Ce qui frappe dans cette escale européenne est la volonté du magnat de l'immobilier de parler, en toutes circonstances, à sa base électorale, de l'autre côté de l'océan, qui a gardé en tête un slogan: «L'Amérique d'abord».

«Son point de vue évolue», lançait jeudi soir Gary Cohn, conseiller économique de M. Trump, en évoquant l'accord de Paris sur le climat. «Il est venu ici pour apprendre».

À peine avait-il fini sa phrase, le général H.R. McMaster, conseiller à la sécurité nationale, debout à ses côtés, rectifiait le tir, précisant que le président ne retiendrait in fine qu'un critère: ce qui est «le mieux pour les Américains».

Reste la question des interactions entre le nouveau locataire de la Maison-Blanche et chaque membre du G7.

«Le président aime la communication, ce qui ne vous surprendra pas», résumait Rex Tillerson, chef de la diplomatie américaine, interrogé à bord d'Air Force One sur le style Trump.

Lors du G7 de Sicile, il n'a publiquement affiché sa complicité qu'avec son «ami» Shinzo Abe, le premier ministre japonais.

Les discussions avec Theresa May ont été entachées par l'affaire des fuites sur l'enquête de Manchester. Les relations avec Angela Merkel, qui vient de rappeler à Berlin sa complicité avec Barack Obama, ne sont pas au beau fixe.

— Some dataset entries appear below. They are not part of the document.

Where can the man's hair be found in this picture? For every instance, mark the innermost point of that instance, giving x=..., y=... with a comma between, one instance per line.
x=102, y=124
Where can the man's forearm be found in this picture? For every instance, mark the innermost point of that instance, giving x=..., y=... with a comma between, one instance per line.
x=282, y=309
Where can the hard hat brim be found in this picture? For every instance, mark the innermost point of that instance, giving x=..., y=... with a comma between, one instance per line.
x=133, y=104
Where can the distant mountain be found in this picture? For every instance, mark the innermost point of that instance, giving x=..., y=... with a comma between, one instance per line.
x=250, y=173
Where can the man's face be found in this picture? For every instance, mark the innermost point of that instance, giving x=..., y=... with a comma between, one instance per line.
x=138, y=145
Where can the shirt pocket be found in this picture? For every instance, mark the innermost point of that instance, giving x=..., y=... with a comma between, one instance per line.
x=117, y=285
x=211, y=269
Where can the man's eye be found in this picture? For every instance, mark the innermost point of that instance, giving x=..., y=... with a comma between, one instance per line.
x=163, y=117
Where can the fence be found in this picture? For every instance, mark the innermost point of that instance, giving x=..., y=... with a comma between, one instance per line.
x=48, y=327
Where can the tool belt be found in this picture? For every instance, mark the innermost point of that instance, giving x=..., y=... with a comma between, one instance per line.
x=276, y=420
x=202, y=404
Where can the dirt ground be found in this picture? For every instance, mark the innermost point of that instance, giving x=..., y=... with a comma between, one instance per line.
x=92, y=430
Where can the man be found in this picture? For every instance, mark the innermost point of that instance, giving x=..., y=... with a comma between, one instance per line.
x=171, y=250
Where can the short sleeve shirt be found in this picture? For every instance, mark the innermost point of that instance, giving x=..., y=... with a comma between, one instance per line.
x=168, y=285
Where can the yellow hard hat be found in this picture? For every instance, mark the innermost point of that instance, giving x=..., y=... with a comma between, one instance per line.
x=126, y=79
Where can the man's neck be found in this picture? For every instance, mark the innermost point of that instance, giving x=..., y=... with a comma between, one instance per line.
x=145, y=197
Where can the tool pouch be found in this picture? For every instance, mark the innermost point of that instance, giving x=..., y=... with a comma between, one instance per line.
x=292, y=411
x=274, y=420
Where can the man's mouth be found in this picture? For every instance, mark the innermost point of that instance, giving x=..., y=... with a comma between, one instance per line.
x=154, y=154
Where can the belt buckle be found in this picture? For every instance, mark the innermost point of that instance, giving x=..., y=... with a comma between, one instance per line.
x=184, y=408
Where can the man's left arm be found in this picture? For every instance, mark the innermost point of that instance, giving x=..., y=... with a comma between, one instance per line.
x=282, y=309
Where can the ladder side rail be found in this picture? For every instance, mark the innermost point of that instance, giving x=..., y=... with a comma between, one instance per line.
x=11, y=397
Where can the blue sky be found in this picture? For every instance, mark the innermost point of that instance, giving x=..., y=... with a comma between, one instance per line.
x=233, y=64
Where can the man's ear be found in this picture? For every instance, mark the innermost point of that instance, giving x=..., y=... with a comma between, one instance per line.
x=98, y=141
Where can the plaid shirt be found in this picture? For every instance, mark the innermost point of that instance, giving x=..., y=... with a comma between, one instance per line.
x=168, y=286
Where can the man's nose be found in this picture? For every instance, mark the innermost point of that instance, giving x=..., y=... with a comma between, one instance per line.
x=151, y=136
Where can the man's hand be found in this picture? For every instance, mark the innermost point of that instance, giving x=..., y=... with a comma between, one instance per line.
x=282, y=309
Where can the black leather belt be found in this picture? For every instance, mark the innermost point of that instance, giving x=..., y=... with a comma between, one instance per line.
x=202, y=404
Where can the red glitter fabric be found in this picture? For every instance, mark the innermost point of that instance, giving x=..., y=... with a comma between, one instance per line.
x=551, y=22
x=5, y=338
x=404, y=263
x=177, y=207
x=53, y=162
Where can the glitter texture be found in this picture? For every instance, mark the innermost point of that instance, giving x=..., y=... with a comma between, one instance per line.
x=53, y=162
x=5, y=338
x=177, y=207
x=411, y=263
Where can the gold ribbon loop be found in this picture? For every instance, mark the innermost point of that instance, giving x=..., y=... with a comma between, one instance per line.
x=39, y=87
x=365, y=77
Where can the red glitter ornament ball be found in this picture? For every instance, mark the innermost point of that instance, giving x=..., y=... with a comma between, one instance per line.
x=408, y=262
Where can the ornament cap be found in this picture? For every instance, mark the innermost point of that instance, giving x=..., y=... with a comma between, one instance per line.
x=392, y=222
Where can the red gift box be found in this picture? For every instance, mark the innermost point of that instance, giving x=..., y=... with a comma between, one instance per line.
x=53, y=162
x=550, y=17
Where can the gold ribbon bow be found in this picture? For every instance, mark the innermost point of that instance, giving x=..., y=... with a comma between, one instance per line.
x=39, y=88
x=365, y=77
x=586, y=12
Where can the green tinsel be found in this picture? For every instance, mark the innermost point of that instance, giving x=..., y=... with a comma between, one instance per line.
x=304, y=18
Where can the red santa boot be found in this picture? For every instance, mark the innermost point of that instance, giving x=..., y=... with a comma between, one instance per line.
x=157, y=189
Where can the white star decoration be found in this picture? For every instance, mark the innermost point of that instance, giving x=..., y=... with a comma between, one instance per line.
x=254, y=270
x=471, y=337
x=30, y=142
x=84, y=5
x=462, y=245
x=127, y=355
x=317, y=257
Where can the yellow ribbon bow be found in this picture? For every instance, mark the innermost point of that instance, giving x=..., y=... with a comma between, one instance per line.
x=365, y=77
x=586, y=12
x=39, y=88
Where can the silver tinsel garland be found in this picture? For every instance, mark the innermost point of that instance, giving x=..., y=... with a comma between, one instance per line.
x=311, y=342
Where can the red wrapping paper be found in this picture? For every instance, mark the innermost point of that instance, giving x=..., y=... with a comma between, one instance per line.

L'histoire avec le nouveau président français Emmanuel Macron reste à écrire, au-delà d'un déjeuner, d'un premier échange «constructif et direct» et d'une étrange - et virile - poignée de main.

Pour le 45e président des États-Unis, qui devait quitter la Sicile samedi soir, l'occasion de donner publiquement des gages de fidélité à ses alliés européens est probablement passée.

Contrairement à une tradition observée par ses prédécesseurs, il n'a participé à aucune conférence de presse au dernier jour de son déplacement, son premier à l'étranger.

«Il a travaillé sans arrêt», a tenté son conseiller Gary Cohn pour expliquer cette décision.